The first motherboard was developed by IBM engineer Patty McHugh in 1981. The motherboard was called a “Planar Breadboard” and consisted of oddly arranged chips, including RAM and CPU with supplier components and cassette/keyboard tapes. This was used in IBM’s first personal computer, and its design and layout paved the way for the development of modern motherboards.
While several individuals can lay claim to the creation of the motherboard, Patty McHugh was the mind behind this creation. Her innovation allowed engineers to design and test new computer circuits, leading to the development of more advanced computers. IBM also created the first floppy disk in 1967, which could hold up to 160 kilobytes of data.
Moreover, it allowed for the integration of various computer components, enabling the development of more powerful and capable computers. Today, motherboards come in different shapes and sizes, and their designs and layouts have undergone significant changes, leading to faster and more efficient computers. However, the basic motherboard’s concept, communication, is the same.
- The first motherboard, called a “Planar Breadboard,” was created by IBM engineer Patty McHugh in 1981 and was used in IBM’s first personal computer.
- This paved the way for the development of modern motherboards, which have evolved to keep up with advancing technology and changing customer needs.
- It has been evolving into a better version due to the need for higher processing power and adding more components to the motherboard.
Factors Driving the Evolution of Computer Motherboards
There are two primary reasons that have driven the evolution of the motherboard since the invention of the first computer motherboard in 1981. Those include as follows:
- Processing power: The first reason is the increase in processing power, which has necessitated the upgrading of motherboards to provide sustainable performance. With faster processors and more sophisticated operating systems, motherboards have had to evolve to keep up with the demand for higher processing power. This has resulted in motherboards becoming more complex and larger to accommodate more components.
- Need for more components: The second reason is the need to add more components to the motherboard to keep up with customer needs.
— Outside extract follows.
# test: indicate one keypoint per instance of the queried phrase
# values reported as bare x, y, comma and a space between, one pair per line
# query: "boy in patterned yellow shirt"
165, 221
These components include powerful GPUs, ultra-fast RAM, advanced cooling solutions, and SATA ports for storage drives. The addition of these features has made the information network within the motherboard more complex, with each component critical for the system’s proper functioning as a whole.
In conclusion, the evolution of the motherboard has been driven by the need to keep up with advancing technology and changing customer needs. As a result, motherboards have become more complex and larger to accommodate more components, and their designs and layouts have undergone significant changes to provide sustainable performance.
Layers of fiberglass with copper conducting channels make up a motherboard. It has the vital communication pathways needed for the rest of your computer to operate. Drilling is done to make mounting holes and through holes for soldering and attaching components. You’re about to discover all there is to know about this challenging process.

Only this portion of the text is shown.